Tuesday, 25 December 2012

COPY: How to skip first column that has a different delimiter

I had this very interesting problem sometime back wherein customer had a data file with first column delimiter different from rest of the columns. Customer wanted to load this file using COPY command and wanted to skip first column.

The data file looked like this
The first column of the data file has ~ as a field delimeter
The rest of the columns have pipe (|) as a filed delimeter

$ cat load.out
SkipMe1 ~ A1 | B1 | C1 
SkipMe2 ~ A2 | B2 | C2 

The table definition is below

CREATE TABLE t ( 
AColumn VARCHAR(10), 
BColumn VARCHAR(10), 
CColumn VARCHAR(10) 
); 
CREATE PROJECTION tp ( 
AColumn, 
BColumn, 
CColumn 

AS SELECT * from t; 

The data once loaded was supposed to be as shown below:

AColumn | BColumn | CColumn 
------+-----------+------- 
A1 | B1| C1 
A2 | B2| C2


Skipping a column in COPY command is easy using "Filler", and so is specifying column delimiter. But I had never tried before if we can specify delimiter for a specific column and that too in conjunction with Filler option. So I tested the solution out and voila...

The COPY command I used is shown below. Note the use of "FILLER" and specific use of "DELIMITER" only for first column.

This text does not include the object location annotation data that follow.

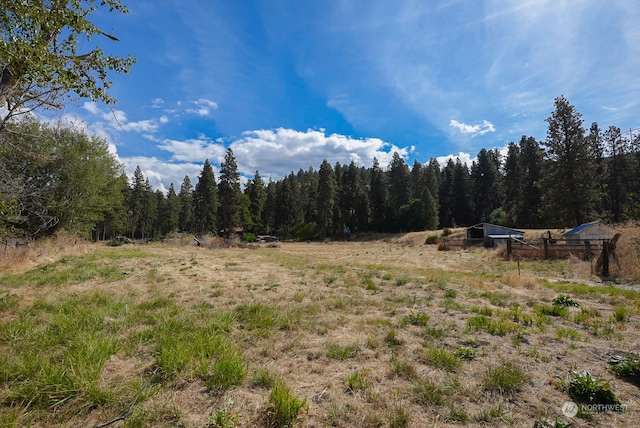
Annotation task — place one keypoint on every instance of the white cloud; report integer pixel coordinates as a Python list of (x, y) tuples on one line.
[(275, 153), (464, 158), (117, 120), (193, 150), (474, 130), (162, 173), (203, 107)]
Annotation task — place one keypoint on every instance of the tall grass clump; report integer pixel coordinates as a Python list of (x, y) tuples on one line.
[(504, 378), (283, 408)]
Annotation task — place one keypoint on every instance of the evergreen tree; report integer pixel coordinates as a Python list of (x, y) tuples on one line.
[(206, 201), (337, 221), (597, 153), (619, 177), (447, 195), (530, 164), (430, 207), (399, 186), (512, 184), (288, 212), (378, 196), (569, 180), (362, 203), (417, 180), (136, 203), (229, 193), (269, 212), (186, 221), (309, 193), (171, 214), (432, 175), (257, 193), (486, 188), (326, 197), (149, 211)]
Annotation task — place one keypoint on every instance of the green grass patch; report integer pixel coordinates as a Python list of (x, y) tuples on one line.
[(342, 352), (283, 408), (504, 378), (440, 358), (584, 388), (427, 393), (67, 271), (494, 327)]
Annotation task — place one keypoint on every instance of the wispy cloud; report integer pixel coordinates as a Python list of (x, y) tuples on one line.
[(117, 120), (203, 107), (465, 158), (194, 149), (162, 173), (473, 130), (276, 152)]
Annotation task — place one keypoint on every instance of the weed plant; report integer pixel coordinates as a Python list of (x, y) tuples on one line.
[(504, 378), (441, 358), (342, 352), (283, 408), (584, 388), (428, 393)]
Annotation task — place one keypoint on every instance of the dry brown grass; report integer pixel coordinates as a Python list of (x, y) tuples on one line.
[(369, 296)]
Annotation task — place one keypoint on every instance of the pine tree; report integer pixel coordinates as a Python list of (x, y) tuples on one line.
[(136, 203), (186, 218), (326, 197), (569, 179), (530, 164), (171, 215), (206, 201), (377, 196), (257, 193), (229, 193), (485, 176), (446, 195), (619, 177)]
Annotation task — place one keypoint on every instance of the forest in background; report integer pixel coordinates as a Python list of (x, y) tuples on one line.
[(59, 178)]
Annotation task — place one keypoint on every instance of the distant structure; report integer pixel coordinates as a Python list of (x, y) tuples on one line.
[(492, 235), (594, 232)]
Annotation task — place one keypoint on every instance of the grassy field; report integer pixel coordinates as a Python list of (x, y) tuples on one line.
[(384, 333)]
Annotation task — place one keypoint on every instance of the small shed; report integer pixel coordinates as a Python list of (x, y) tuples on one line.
[(492, 235), (593, 232)]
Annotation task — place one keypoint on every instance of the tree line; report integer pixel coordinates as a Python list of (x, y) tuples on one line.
[(54, 177)]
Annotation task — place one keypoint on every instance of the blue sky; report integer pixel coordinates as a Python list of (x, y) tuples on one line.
[(287, 84)]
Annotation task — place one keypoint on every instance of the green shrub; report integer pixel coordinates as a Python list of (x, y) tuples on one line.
[(283, 408), (416, 318), (428, 393), (504, 378), (565, 301), (248, 237), (342, 352), (441, 358)]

$ cat load.out | vsql -c "copy t(c1 FILLER varchar(10) delimiter '~',c2 FILLER varchar(10), c3 FILLER varchar(10),c4 FILLER varchar(10), AColumn as c2, BColumn as c3, CColumn as c4) from stdin direct"; 


Sunday, 23 December 2012

Changing row delimiter in VSQL


Consider a scenario when you export some data with VSQL and some of the string columns have new line characters as part of column value. Now if you want to load the data file to some other table using COPY statement, or may be parsing the data using some of your custom parser, the new line characters in string column are bound to pose problem.

One of the easiest and cleanest way to tackle this problem is to change VSQL row delimiter to some character other than new line. So that when you export data, the rows will be delimited by the character of your choice and hence your COPY command or your custom parser can tell new line characters in column value to row delimiter.


In the example below, record separator is changed from default \n to '~'. The fields are separated by '|' and records are separated by '~"


At command line:

Use -R option (along with -A for unaligned output) to specify field separator.

$ vsql -o my_table.out -c "select * from my_table" -A -R '~';
$ cat my_table.out
id|status~1001|t~1002|f~1003|t~1004|f~(4 rows)


At vsql prompt:

Use \pset to specify new record separator
vsql=> \pset recordsep '~' 
Record separator is "~". 

Set output format as unaligned
vsql=> \a 
Output format is unaligned. 

vsql=> \o my_table2.out
vsql=> select * from my_table;
vsql=> \o